Threads in the Gabi Software Library
Status
Threading is currently very experimental.
There are no tests for thread-safety. To be frank, I'm not sure how
to develop such tests.
Preconditions
The thread safety here presupposes that static initialization runs in a
thread safe context, and that memory will be fully synchronized after
static initialization. If initialization occurs before main is called,
which is the case for statically linked modules in all compilers I am
aware of, and no threads are created in static initializers, the
conditions are met.
I'm less sure about what happens when dynamically linking is involved.

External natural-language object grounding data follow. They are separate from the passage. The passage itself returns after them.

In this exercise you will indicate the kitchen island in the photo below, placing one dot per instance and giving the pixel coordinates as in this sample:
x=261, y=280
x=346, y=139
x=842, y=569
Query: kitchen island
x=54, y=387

Presumably, the runtime linker will run the initialization routines in
its own thread, isolated from the rest of the program. Which still
leaves two questions to be answered:
- what happens if the initialization routines call routines in other
parts of the program, which aren't in the dynamic object, and
- what guarantees do we have that the memory initialized in the
initialization routines is fully synchronized with all of the
previously existing threads?
Singletons
Our thread safe singleton is implemented as follows:
- Components:
-
The singleton contains three critical components, the static
instance function, a static pointer to the single instance, and a
static createInstance function.
- Initialization:
-
The static pointer is initialized by the createInstance function,
e.g.
MySingleton* MySingleton::ourInstance = MySingleton::createInstance() ;
The goal here is to ensure that createInstance is called before
static initialization has finished, and thus, before threading has
begun. A critical invariant here is that this variable must not
change its value once threading has been started.
- createInstance
-
This function is not thread-safe, and should only
be called before threading is active. It checks that the pointer is
null, returning either the value of the pointer, or a new instance,
e.g.:
MySingleton*
MySingleton::createInstance()
{
return ourInstance == NULL
? new MySingleton()
: ourInstance ;
}
- instance
-
This is the only function visible at the user interface level. It
checks if ourInstance is NULL, and calls createInstance if so, e.g.
MySingleton&
MySingleton::instance()
{
if ( ourInstance == NULL ) {
ourInstance = createInstance() ;
}
return *ourInstance ;
}
Two situations must be considered: when the function is called
during static initialization, and later. In the first case, because
of order of initialization issues, there is no guarantee as to the
value of ourInstance. It could be null, and createInstance will be
called. However, since threading has not yet started, there should
be no problem. In the second case, because static initialization
has finished, we know that createInstance has already been called at
least once, and that the value of ourInstance is immutable and not
null. Since the value is immutable, no synchronization is needed to
ensure correct access to the variable, and since the value is not
null, the non-thread-safe function createInstance will not be
called.
Note too that this depends on the correct execution of zero
initialization, before any dynamic initialization runs, so that
createInstance and instance are guaranteed to see a null pointer in
ourInstance if the pointer hasn't been (dynamically) initialized.
Dynamic objects
I'm not too sure about this with dynamically linked objects (shared
objects in Posix, dynamicall linked libraries in Windows). Hopefully,
all static initialization will take place in a context totally isolated
from any threading that might already be active, so the code itself
should work. The second question is synchronization. Are all threads
(including those started before the dynamic object was loaded)
guaranteed to see the correctly initialized values? A priori, I find it
difficult to imagine that this is not the case, but Posix doesn't list
dlopen in the list of functions which guarantee memory synchronization.